To gauge the effect of affirmative action one must not isolate it from the political system that created it; it is more than just affirmative action that gets these appalling people into our public service agencies. There are politicians, bureaucrats, professors, teachers, union officials, community organizers - literally a cast of tens of thousands who share in the destruction of what was once one of the world's finest civil service systems.

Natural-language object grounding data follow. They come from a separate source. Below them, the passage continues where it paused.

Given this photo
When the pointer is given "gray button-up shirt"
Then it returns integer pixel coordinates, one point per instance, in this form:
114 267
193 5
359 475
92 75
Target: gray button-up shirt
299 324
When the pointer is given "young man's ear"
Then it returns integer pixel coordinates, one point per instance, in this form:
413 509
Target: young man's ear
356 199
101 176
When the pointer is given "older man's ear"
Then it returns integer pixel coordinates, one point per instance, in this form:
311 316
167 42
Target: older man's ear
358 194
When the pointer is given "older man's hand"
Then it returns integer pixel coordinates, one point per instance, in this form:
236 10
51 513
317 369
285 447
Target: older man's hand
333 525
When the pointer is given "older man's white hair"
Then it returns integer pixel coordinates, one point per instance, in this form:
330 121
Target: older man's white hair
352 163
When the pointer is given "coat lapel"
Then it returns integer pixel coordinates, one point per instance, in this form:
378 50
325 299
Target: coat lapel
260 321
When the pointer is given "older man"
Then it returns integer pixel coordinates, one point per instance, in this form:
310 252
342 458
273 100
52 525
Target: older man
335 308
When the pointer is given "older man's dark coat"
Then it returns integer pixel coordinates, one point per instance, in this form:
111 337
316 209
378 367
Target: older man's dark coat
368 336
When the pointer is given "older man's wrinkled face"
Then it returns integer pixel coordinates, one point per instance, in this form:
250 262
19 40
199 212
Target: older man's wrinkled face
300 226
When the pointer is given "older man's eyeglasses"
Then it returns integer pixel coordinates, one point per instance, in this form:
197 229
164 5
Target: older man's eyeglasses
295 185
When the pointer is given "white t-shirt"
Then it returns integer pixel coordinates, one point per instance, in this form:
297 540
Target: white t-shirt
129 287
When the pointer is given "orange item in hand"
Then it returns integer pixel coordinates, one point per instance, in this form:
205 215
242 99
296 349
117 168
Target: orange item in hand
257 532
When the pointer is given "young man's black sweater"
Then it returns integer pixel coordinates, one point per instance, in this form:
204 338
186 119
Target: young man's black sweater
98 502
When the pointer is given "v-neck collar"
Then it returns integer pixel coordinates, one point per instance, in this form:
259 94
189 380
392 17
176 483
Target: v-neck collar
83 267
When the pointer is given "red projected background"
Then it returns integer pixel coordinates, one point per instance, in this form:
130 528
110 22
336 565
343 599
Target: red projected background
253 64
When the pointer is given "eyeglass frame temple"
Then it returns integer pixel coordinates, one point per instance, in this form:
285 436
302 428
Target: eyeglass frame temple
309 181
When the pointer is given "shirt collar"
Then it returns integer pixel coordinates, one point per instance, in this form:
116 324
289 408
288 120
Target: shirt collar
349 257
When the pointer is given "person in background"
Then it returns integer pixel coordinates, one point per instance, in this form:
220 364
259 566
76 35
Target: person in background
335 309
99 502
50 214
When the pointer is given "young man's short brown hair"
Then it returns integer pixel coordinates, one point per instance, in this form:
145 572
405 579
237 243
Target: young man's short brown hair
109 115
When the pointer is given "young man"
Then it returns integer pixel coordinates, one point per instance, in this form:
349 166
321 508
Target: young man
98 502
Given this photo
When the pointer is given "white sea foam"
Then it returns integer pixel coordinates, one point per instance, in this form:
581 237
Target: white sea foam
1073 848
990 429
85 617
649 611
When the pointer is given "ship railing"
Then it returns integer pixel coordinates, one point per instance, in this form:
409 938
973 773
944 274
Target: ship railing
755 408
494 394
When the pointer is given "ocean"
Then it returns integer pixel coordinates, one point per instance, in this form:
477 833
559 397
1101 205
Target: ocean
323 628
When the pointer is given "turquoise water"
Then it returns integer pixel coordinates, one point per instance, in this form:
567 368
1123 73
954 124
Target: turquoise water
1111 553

Nothing may better demonstrate the destructive power of bad law and corrupt politicians than the effect of the election of Marion Barry as Mayor of Washington, DC. Indeed, to encounter a more gut-wrenching reversal of a municipality's fortunes one must to travel to Detroit. In either case, we are witnessing weapons grade stupidity, incompetence and malfeasance. To quote the
National Review :
[...] In 1978, Barry was elected mayor. He had an animus against the police force, based not just on the jaywalking incident, but also on a perverse view of law enforcement in general. He viewed the police not as a force city politicians were supposed to improve and reinforce, but as an "occupation army" (as he once put it) that must be restrained. One of his top goals as mayor was to shrink the police department. Within eight years, he had chopped it down more than 25 percent, to 3,800 officers. The police force began to rot from within as well. Training virtually halted. Equipment problems became so severe that police cruisers used tires discarded by the Park Police. Many of the best officers grew demoralized and quit, and the mayor made sure they weren't replaced. He lorded over the police, insisting that he approve every promotion above the rank of captain. Choking on patronage, the department became a personal security force that facilitated Barry's own crimes (though these were eventually exposed). Most infuriating of all, from a law-enforcement standpoint, was how Barry reveled in this dubious achievement: The downfall of the police was marketed as uplift of the people. The only thing that went up, however, was the crime rate. Barry seemed unconcerned. "I'm not going to let murder be the gauge since we're not responsible for murders, can't stop the murders," he said in 1989.
Yes you can - New York City did. NYPD reduced their homicides from a high of 2,154 in 1991 to 419 last year.
What is far more difficult to stop is political corruption. Looking at the NR paragraph, what current administration comes to mind? What Marion Barry did on the local level, Obama is doing nation-wide.